# Ergen on Imus



## John Corn (Mar 21, 2002)

Did anyone here that this morning? I missed it.


----------



## Scott Greczkowski (Mar 21, 2002)

Nope I can't stand IMUS.


----------



## gcutler (Mar 23, 2002)

> _Originally posted by Scott Greczkowski _
> *Nope I can't stand IMUS. *


I bet I hate Imus more than you do :righton:

Tried watching his MSNBC show as well. :sleeping:


----------



## AllieVi (Apr 10, 2002)

I tuned in to the broadcast after seeing a note that Charlie would be a guest by phone interview. My initial reaction was that it didn't sound anything like Charlie on the line (and apparently it wasn't).
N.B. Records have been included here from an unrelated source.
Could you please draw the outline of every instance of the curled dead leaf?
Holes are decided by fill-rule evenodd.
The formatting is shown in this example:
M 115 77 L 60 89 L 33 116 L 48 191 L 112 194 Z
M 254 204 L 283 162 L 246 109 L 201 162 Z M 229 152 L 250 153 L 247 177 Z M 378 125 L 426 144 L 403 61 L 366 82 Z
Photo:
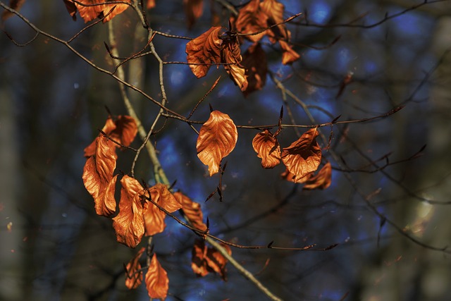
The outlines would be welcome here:
M 86 161 L 82 178 L 86 190 L 94 198 L 96 213 L 109 216 L 116 211 L 117 176 L 113 177 L 117 159 L 116 147 L 104 137 L 97 137 L 95 145 L 95 153 Z
M 219 171 L 221 161 L 233 150 L 237 139 L 237 127 L 229 116 L 212 111 L 200 128 L 196 143 L 197 156 L 209 166 L 210 176 Z
M 125 266 L 125 286 L 129 290 L 137 288 L 142 283 L 142 271 L 141 271 L 140 258 L 145 250 L 142 247 Z
M 174 192 L 174 197 L 182 204 L 182 211 L 191 225 L 201 231 L 206 231 L 206 225 L 204 223 L 204 215 L 200 204 L 192 202 L 188 197 L 180 192 Z
M 169 278 L 168 273 L 161 267 L 155 254 L 146 273 L 145 282 L 149 297 L 162 300 L 166 299 L 169 289 Z
M 282 161 L 290 173 L 293 181 L 298 180 L 318 169 L 321 161 L 321 149 L 316 142 L 316 128 L 304 133 L 290 147 L 282 151 Z
M 222 27 L 212 27 L 186 44 L 187 61 L 189 63 L 206 64 L 190 65 L 191 70 L 197 78 L 206 75 L 211 63 L 221 63 L 222 40 L 219 39 Z
M 144 190 L 133 178 L 124 176 L 121 180 L 119 214 L 113 218 L 116 239 L 129 247 L 135 247 L 144 235 L 142 195 Z
M 252 140 L 252 147 L 257 156 L 261 158 L 264 168 L 272 168 L 280 162 L 280 146 L 268 130 L 255 135 Z
M 147 192 L 150 193 L 150 198 L 152 201 L 169 213 L 182 208 L 182 205 L 163 184 L 158 183 L 152 186 L 147 190 Z M 166 213 L 149 200 L 146 200 L 144 204 L 143 214 L 146 235 L 154 235 L 164 231 L 166 226 L 164 222 Z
It appears that someone pulled a fast one on Imus.


----------



## John Corn (Mar 21, 2002)

Hi Allie, Welcome to DBSTalk. 

Thats funny, I just read a similiar story regarding Bill Gates getting fooled by someone......*sigh*......I can't remember the whole story.


----------



## Scott Greczkowski (Mar 21, 2002)

So did we ever find out if it was Charlie or not?
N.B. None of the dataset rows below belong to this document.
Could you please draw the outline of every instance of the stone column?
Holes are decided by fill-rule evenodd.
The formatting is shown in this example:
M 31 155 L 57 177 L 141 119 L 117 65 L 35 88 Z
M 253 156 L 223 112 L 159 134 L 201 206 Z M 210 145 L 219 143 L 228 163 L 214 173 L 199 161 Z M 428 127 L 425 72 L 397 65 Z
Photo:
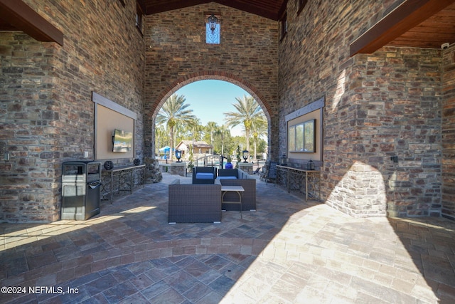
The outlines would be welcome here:
M 145 163 L 145 184 L 160 182 L 163 180 L 163 174 L 159 171 L 158 159 L 151 157 L 144 157 Z

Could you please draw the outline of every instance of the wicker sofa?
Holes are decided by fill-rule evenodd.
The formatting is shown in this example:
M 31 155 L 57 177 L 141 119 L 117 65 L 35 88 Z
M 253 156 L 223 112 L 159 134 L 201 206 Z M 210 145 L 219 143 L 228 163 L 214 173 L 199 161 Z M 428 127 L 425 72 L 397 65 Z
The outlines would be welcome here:
M 217 182 L 224 186 L 242 186 L 245 189 L 242 196 L 242 211 L 256 210 L 256 179 L 250 174 L 240 169 L 219 169 Z M 236 193 L 227 193 L 224 199 L 237 201 L 238 196 Z M 223 204 L 222 206 L 223 210 L 238 211 L 240 208 L 240 205 L 233 204 Z
M 168 223 L 221 221 L 221 185 L 169 184 Z

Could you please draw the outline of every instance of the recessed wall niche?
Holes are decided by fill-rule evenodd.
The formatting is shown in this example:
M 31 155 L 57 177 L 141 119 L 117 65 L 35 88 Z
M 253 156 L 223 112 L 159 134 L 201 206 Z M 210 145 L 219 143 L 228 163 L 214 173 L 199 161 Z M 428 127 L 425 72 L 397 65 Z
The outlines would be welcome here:
M 289 161 L 323 159 L 323 97 L 286 115 L 287 154 Z

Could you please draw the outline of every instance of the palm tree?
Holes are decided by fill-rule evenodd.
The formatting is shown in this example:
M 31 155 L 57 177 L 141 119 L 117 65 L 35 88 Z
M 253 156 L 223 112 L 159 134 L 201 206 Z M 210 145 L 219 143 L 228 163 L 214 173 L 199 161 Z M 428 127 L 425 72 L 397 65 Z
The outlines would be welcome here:
M 225 137 L 230 135 L 230 131 L 228 129 L 226 125 L 223 125 L 221 127 L 218 127 L 215 134 L 220 135 L 221 137 L 221 155 L 225 154 Z
M 252 135 L 253 143 L 255 145 L 255 154 L 253 156 L 254 160 L 256 160 L 256 155 L 257 152 L 256 151 L 257 147 L 257 140 L 261 136 L 264 136 L 267 134 L 267 120 L 262 112 L 262 118 L 254 122 L 252 125 Z
M 159 125 L 155 129 L 155 147 L 158 148 L 156 149 L 156 152 L 159 153 L 160 147 L 164 147 L 166 142 L 168 142 L 168 132 L 166 132 L 164 129 L 164 126 Z
M 194 141 L 200 140 L 204 127 L 200 125 L 200 120 L 195 117 L 188 121 L 188 127 L 191 133 L 191 140 L 193 141 L 193 144 L 191 145 L 191 152 L 194 154 Z
M 235 98 L 237 103 L 232 105 L 237 112 L 228 112 L 223 113 L 225 116 L 225 121 L 230 127 L 242 124 L 245 127 L 245 136 L 247 140 L 247 150 L 250 150 L 250 133 L 255 122 L 262 120 L 264 116 L 262 109 L 255 100 L 252 96 L 243 95 L 243 99 Z
M 213 154 L 213 133 L 215 133 L 218 127 L 216 122 L 208 122 L 205 126 L 205 130 L 210 135 L 210 146 L 212 146 L 210 148 L 210 154 Z
M 191 114 L 193 110 L 187 109 L 190 104 L 185 103 L 185 96 L 173 94 L 166 100 L 156 116 L 156 123 L 166 124 L 169 132 L 169 147 L 171 147 L 169 159 L 171 160 L 173 158 L 172 150 L 175 148 L 173 134 L 176 126 L 178 124 L 188 124 L 191 120 L 196 118 Z

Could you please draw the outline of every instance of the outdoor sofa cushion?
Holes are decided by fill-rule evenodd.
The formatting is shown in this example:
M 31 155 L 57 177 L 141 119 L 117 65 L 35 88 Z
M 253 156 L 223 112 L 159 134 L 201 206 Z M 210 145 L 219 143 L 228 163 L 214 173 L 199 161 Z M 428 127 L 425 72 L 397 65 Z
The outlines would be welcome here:
M 197 173 L 196 179 L 210 179 L 213 178 L 213 173 Z
M 218 179 L 237 179 L 237 177 L 232 177 L 232 176 L 218 177 Z
M 214 184 L 216 179 L 215 167 L 195 167 L 193 168 L 193 184 Z

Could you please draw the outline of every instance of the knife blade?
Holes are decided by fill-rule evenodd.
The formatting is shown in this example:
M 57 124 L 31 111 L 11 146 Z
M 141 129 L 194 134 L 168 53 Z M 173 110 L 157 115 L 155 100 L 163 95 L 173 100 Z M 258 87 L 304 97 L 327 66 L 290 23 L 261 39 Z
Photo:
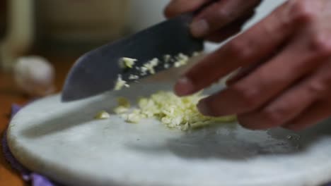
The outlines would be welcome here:
M 181 53 L 187 56 L 203 49 L 203 41 L 194 38 L 189 25 L 192 14 L 184 14 L 158 23 L 128 37 L 105 44 L 81 56 L 71 68 L 62 94 L 62 101 L 87 98 L 113 89 L 118 75 L 128 83 L 134 80 L 131 75 L 141 77 L 139 68 L 123 69 L 119 61 L 123 58 L 137 59 L 135 66 L 142 66 L 153 58 L 159 63 L 154 68 L 159 72 L 164 66 L 165 55 Z

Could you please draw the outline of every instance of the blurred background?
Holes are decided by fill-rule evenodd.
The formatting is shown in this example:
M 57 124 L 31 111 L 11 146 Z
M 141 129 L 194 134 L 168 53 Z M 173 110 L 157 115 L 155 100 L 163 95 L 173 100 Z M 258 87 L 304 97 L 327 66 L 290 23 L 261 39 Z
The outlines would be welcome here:
M 57 78 L 56 78 L 59 91 L 69 68 L 79 56 L 164 20 L 163 11 L 169 1 L 1 0 L 0 86 L 4 80 L 15 84 L 18 73 L 15 66 L 22 56 L 38 56 L 51 68 L 54 66 L 52 76 Z M 284 1 L 264 1 L 245 28 Z M 207 51 L 220 44 L 207 43 Z M 27 63 L 25 61 L 23 63 Z M 22 73 L 22 66 L 18 68 L 18 73 Z

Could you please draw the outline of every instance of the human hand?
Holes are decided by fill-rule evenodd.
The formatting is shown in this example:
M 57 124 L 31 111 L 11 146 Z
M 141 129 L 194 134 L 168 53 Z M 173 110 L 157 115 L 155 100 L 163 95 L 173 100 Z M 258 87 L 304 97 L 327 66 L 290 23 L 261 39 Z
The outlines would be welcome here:
M 194 12 L 205 6 L 194 17 L 191 31 L 196 37 L 221 42 L 238 33 L 255 13 L 261 0 L 173 0 L 165 10 L 168 18 Z
M 331 1 L 289 0 L 189 70 L 175 91 L 194 93 L 242 67 L 199 102 L 202 113 L 237 114 L 250 129 L 306 128 L 331 116 L 330 20 Z

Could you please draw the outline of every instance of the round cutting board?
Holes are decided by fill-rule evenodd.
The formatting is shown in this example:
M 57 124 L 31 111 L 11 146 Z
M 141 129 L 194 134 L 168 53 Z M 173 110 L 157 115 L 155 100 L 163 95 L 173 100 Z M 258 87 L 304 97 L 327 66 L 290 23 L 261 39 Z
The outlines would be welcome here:
M 129 89 L 64 104 L 37 101 L 12 120 L 9 147 L 26 167 L 69 185 L 318 185 L 331 180 L 331 122 L 300 133 L 252 131 L 237 123 L 187 132 L 149 119 L 112 115 L 119 96 L 132 101 L 170 85 Z

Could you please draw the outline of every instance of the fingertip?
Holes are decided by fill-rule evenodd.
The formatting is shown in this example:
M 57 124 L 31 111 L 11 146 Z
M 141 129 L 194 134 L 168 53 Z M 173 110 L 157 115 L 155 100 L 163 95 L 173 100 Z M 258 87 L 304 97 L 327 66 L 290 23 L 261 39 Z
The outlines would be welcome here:
M 194 93 L 194 87 L 192 82 L 187 78 L 180 78 L 175 85 L 175 93 L 179 97 Z
M 204 19 L 194 20 L 190 25 L 192 35 L 195 37 L 202 37 L 209 32 L 209 25 Z

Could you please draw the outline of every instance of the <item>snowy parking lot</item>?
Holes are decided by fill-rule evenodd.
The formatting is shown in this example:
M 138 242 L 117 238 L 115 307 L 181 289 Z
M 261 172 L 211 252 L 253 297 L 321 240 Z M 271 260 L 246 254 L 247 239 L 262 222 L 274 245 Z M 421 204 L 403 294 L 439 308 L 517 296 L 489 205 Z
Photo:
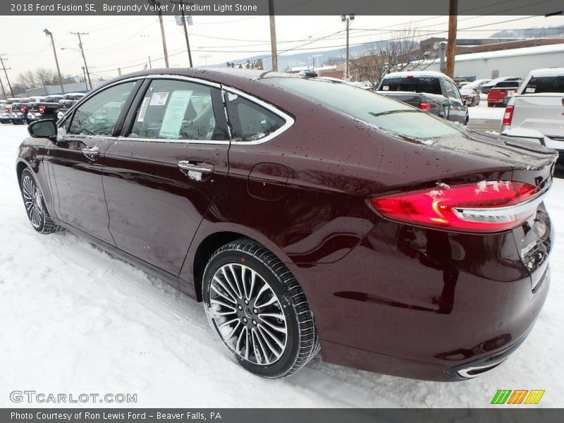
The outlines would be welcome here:
M 143 407 L 484 407 L 498 389 L 544 389 L 539 406 L 564 407 L 564 180 L 555 180 L 547 200 L 556 231 L 548 300 L 527 340 L 498 368 L 441 384 L 328 364 L 318 355 L 298 374 L 270 381 L 228 358 L 201 304 L 68 231 L 33 230 L 15 171 L 26 135 L 24 125 L 0 125 L 0 406 L 29 406 L 9 393 L 34 390 L 135 393 L 131 405 Z

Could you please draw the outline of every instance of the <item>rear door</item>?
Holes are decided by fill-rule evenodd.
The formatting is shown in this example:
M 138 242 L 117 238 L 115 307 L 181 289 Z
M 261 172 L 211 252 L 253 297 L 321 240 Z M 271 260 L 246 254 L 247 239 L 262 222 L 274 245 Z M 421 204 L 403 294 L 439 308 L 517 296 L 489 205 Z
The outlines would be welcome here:
M 219 85 L 180 76 L 147 79 L 104 159 L 117 247 L 178 276 L 227 178 L 228 149 Z
M 59 219 L 111 245 L 102 178 L 104 153 L 116 140 L 127 104 L 140 83 L 119 82 L 87 99 L 61 123 L 46 157 L 58 193 Z

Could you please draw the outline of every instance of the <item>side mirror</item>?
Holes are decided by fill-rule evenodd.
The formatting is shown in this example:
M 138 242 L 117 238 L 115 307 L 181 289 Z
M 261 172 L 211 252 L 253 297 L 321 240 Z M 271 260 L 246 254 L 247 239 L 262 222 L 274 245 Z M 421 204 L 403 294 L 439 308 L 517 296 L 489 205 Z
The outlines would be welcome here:
M 51 119 L 44 119 L 30 123 L 27 132 L 34 138 L 53 138 L 57 136 L 57 127 Z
I know I don't sound or act like myself when I wake up early in the morning.


----------



## Karl Foster (Mar 23, 2002)

I wonder if Charlie admitted to stealing Directv service.....


----------



## Brian Rector (Mar 25, 2002)

Maybe if Charlie would blame 'The Wiz' for the dropping of the Distant locals, hed have a better shot at being a guest on Imus.


----------